The Pediatric Quality of Life Inventory (PedsQL) (31)

We used Version 4.0—child's report, which profiles children's Health-Related Quality of Life (HRQoL) in four dimensions: (1) Physical Functioning (eight items), (2) Emotional Functioning (five items), (3) Social Functioning (five items), and (4) School Functioning (five items). A higher order dimension of the Psychosocial Health dimension encompasses emotional and social functioning. The child marks the frequency of problems which occurred in the past 1 month on a five-point Likert scale (0 = never a problem; 1 = almost never a problem; 2 = sometimes a problem; 3 = often a problem; 4 = almost always a problem). Items are then transformed into a 0–100-point scale (0 = 100; 1 = 75; 2 = 50; 3 = 25; 4 = 0) to present the HRQoL percentage. A higher percentage indicates a better HRQoL.

Procedure

After receiving ethical approval from the Bnai Zion Medical Center Ethics Review Board, children from the study group were recruited during their visit at the neurology clinics as described above. All patients' parents signed an informed consent to participate in the study. The headache history was taken and the neurological examination was performed during the visit. After the diagnosis of migraine was made according to ICHD-3 beta (27), including the PedMIDAS questionnaire, the children's parents were asked to complete the Short Sensory Profile and the Pediatric Quality of Life Inventories. Children from the control group were recruited after their parents answered the advertisements calling to participate in the study by contacting the study conductor, and after having met the inclusion criteria. The controls were evaluated in their homes.

Data Analysis

Normality tests were applied and most dependent variables showed abnormal distribution. Hence, Mann–Whitney test was used to examine if significant differences existed between both groups in SSP and PedsQL scores. Chi square analysis examined whether significant differences existed between groups in the percentage of children found in each of the SSP performance ranges (typical performance; probable difference in performance and definite difference in performance). Among children with migraine, Spearman correlation examined the correlations between sensory processing patterns, migraine characteristics/related disability and quality of life. Stepwise linear regression was examined to identify the relative contribution of MIDAS and SSP scores to the prediction of HRQoL. The level of significance was adjusted for multiple testing for all analyses using Bonferroni correction.

Results

Comparing the Sensory Processing Abilities Between Children With Migraine and Healthy Controls

Children with migraine had lower scores (greater sensory processing difficulties) than healthy controls in SSP total scores and in all SSP subtests. This difference was significant only in regards to taste/smell sensitivity (Table 2).

TABLE 2

Table 2. Comparing the Short Sensory Profile scores between children with Migraine and healthy controls using Mann–Whitney test.
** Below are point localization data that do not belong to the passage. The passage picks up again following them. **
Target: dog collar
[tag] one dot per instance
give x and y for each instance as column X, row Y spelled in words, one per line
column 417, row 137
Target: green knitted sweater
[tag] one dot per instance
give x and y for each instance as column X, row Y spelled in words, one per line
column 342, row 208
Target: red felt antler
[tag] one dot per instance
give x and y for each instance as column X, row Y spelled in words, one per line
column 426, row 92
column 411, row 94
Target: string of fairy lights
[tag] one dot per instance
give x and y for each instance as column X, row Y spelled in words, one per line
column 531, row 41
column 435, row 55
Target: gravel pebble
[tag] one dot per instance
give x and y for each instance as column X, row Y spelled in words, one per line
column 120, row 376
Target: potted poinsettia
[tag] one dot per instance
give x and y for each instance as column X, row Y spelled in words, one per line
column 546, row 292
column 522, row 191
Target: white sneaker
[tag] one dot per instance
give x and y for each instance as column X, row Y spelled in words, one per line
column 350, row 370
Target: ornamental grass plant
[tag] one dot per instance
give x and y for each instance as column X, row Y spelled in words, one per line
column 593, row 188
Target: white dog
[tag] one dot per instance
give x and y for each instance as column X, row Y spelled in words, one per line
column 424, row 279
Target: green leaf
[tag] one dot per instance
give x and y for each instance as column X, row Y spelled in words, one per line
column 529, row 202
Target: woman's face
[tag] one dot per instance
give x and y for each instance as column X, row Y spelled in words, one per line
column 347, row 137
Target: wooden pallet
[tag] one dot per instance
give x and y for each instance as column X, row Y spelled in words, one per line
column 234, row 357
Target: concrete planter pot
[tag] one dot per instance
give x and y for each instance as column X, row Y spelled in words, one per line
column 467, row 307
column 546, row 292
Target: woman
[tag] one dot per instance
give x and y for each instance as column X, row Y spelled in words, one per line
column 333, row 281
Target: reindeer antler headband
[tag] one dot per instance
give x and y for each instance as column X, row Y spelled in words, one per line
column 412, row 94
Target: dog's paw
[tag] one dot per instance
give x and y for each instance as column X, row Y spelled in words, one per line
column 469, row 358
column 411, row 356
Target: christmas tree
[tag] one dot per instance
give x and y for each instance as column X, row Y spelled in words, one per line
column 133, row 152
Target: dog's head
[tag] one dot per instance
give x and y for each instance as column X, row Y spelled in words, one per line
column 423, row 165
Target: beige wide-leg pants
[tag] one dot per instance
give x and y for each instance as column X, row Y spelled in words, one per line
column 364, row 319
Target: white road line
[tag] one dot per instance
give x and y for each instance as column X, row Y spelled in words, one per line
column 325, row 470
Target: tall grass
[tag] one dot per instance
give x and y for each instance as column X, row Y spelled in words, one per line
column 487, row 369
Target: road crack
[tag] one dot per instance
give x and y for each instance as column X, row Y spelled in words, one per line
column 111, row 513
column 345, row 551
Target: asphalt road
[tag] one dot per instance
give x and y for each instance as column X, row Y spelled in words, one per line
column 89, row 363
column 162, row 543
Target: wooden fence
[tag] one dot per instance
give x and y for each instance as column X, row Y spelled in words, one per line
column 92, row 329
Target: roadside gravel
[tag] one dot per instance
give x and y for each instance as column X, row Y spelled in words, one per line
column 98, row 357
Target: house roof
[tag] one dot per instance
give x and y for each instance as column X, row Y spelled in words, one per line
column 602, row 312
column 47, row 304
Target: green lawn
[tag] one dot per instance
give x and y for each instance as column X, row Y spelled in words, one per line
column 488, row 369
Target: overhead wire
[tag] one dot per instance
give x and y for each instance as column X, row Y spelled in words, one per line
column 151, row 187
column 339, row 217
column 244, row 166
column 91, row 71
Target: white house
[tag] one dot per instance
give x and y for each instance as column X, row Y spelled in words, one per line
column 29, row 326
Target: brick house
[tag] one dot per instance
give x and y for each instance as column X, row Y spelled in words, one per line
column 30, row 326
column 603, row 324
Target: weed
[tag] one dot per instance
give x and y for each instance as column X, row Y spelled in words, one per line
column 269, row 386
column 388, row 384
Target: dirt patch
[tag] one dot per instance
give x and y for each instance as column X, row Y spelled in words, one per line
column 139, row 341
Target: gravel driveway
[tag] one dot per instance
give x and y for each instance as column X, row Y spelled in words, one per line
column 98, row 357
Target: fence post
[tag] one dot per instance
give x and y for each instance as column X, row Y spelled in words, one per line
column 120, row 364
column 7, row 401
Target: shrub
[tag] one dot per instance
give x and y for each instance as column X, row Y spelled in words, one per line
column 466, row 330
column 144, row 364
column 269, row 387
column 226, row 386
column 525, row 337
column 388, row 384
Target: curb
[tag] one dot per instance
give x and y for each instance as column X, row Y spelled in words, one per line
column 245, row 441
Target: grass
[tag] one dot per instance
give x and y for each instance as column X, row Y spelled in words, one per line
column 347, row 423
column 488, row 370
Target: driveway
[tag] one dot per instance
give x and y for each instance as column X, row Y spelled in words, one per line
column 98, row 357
Based on Chi square analysis, significantly higher percentage of children with migraine was found in the definite difference performance range in the taste/smell sensitivity and in the SSP total score (Table 3), representing sensory processing difficulties expressed in hypersensitivity.

TABLE 3

Table 3. Comparing differences between groups in the percentage of children found in each of the SSP performance range using Chi square analysis.

Comparing the HRQoL Between Children With Migraine and Healthy Controls

Children with migraine reported lower Health-Related Quality of Life than healthy controls. However, this difference was significant only in the physical domain (Table 4).

TABLE 4

Table 4. Comparing the HRQoL between children with Migraine and healthy controls using Mann–Whitney test.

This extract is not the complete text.